Retrieves the fully processed dataset, ready for use in applications or further analysis. This method ensures that all preprocessing steps are applied and the data is returned in a manageable format.

def get_datasets(self) -> Union[Dict[str, np.ndarray], Tuple[Tuple[np.ndarray, np.ndarray], Tuple[np.ndarray, np.ndarray]]]
Parameters#
  • None: This method has no input parameters.
Returns#
  • Union[Dict[str, np.ndarray], Tuple[Tuple[np.ndarray, np.ndarray], Tuple[np.ndarray, np.ndarray]]]: Returns the processed dataset.
  • If to_pred is None: Returns a dictionary where keys are variable names and values are concatenated numpy arrays representing the dataset.
  • If to_pred is provided: Returns a tuple containing: (X_train, y_train): Training features and targets. (X_test, y_test): Testing features and targets.

Example#

import numpy as np
import xarray as xr
from ml4xcube.splits import assign_block_split
from ml4xcube.datasets.xr_dataset import XrDataset

# Example dataset with chunking
data = np.random.rand(100, 200, 300)
dataset = xr.Dataset({
    'temperature': (('time', 'lat', 'lon'), data),
    'precipitation': (('time', 'lat', 'lon'), data)
}).chunk({'time': 10, 'lat': 50, 'lon': 50})

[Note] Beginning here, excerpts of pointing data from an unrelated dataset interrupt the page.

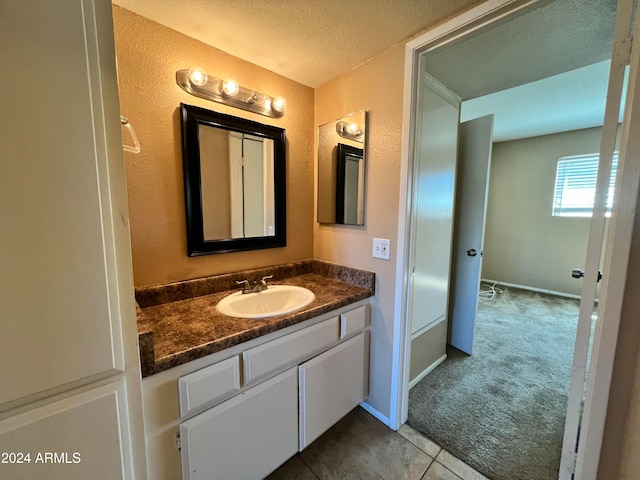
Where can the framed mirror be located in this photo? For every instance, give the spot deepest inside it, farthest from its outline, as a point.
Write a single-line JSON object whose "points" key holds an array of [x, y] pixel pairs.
{"points": [[341, 170], [234, 182]]}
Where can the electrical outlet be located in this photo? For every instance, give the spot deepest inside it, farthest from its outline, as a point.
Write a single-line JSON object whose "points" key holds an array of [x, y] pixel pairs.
{"points": [[381, 248]]}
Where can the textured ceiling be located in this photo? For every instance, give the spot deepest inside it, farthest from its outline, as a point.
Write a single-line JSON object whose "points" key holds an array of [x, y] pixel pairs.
{"points": [[555, 38], [568, 101], [310, 41], [314, 41]]}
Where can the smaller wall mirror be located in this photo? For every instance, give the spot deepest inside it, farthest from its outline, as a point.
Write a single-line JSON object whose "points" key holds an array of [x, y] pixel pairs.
{"points": [[341, 170], [234, 177]]}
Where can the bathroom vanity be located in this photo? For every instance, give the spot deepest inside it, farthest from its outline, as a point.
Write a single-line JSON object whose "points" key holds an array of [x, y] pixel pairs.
{"points": [[227, 397]]}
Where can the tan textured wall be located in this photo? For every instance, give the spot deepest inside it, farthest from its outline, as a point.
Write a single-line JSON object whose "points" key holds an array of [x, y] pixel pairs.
{"points": [[148, 56], [524, 244], [375, 86]]}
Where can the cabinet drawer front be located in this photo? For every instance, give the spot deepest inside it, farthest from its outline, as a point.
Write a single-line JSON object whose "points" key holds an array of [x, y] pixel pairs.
{"points": [[246, 437], [208, 384], [354, 321], [289, 349], [331, 385]]}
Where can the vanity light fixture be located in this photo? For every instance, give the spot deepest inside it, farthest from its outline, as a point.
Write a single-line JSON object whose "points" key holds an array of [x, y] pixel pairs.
{"points": [[196, 82], [349, 130]]}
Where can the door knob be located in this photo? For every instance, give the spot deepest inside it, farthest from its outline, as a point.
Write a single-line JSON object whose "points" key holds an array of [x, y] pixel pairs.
{"points": [[579, 273]]}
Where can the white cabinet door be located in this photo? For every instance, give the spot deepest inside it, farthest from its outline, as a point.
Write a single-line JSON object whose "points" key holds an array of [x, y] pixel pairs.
{"points": [[76, 438], [331, 385], [245, 437]]}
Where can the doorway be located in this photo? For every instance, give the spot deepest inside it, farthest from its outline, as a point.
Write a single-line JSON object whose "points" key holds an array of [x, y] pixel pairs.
{"points": [[501, 16]]}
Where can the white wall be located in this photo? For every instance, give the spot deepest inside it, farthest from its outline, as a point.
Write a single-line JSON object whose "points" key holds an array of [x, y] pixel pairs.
{"points": [[524, 244]]}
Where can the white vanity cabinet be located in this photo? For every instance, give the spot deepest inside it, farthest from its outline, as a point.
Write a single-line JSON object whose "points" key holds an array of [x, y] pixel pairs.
{"points": [[331, 384], [243, 412], [245, 437]]}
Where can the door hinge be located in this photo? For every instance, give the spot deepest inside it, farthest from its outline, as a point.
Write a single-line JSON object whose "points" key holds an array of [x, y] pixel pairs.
{"points": [[622, 55]]}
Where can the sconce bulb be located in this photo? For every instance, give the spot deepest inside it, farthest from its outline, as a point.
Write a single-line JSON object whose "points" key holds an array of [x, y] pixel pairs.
{"points": [[230, 87], [197, 77], [352, 128], [278, 105]]}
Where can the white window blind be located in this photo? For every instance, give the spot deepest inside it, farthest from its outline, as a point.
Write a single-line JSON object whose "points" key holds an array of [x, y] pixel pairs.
{"points": [[576, 185]]}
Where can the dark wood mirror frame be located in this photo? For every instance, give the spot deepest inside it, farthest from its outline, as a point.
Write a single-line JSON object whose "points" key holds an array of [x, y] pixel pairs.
{"points": [[192, 117]]}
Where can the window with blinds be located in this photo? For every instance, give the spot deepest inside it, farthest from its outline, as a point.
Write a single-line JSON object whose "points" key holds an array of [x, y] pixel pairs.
{"points": [[576, 185]]}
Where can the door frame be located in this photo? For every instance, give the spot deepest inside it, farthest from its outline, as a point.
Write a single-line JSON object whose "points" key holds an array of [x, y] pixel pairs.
{"points": [[618, 244]]}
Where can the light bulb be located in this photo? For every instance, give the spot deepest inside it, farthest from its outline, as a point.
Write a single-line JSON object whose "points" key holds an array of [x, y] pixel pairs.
{"points": [[278, 105], [230, 87], [197, 77]]}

# Initialize the XrDataset
xr_dataset = XrDataset(
    ds          = dataset,
    rand_chunk  = True,
    drop_nan    = 'if_all_nan',
    fill_method = 'mean',
    sample_size = [('time', 1),('lat', 10), ('lon', 10)], 
    overlap     = [('time', 0.),('lat', 0.8), ('lon', 0.8)],
    to_pred     = 'precipitation',
    num_chunks  = 3
)

# Retrieve the processed dataset
train_data, test_data = xr_dataset.get_datasets()
This example demonstrates initializing the XrDataset class with a dataset, where chunks are randomly selected. NaN values are managed by replacing them with the sample mean, and specific sample sizes and overlaps are defined to create the datasets. precipitation is predicted based on temperature. The processed train and test data is then retrieved, showcasing the class's capability to efficiently manage and preprocess smaller datasets suitable for machine learning models and other analytical tasks.

Notes#

  • XrDataset is designed in order to obtain data samples from num_chunks unique chunks.
  • If num_chunks is not provided it will be set automatically determined, using chunk_indices if assigned or the number of total chunks in the dataset
  • until num_chunks chunks are found containing valid data samples the patience parameter is used. It manages the number of attempts to find the next valid chunk before stopping.
  • Sampling with XrDataset provides the following options:
  • Use specific chunks if chunk_indicesare set.
  • Limit num_chunks to the total chunks if exceeded.
  • Default num_chunks to total chunks if unspecified.
  • Ensure all chunks in num_chunks contain valid, non-NaN data.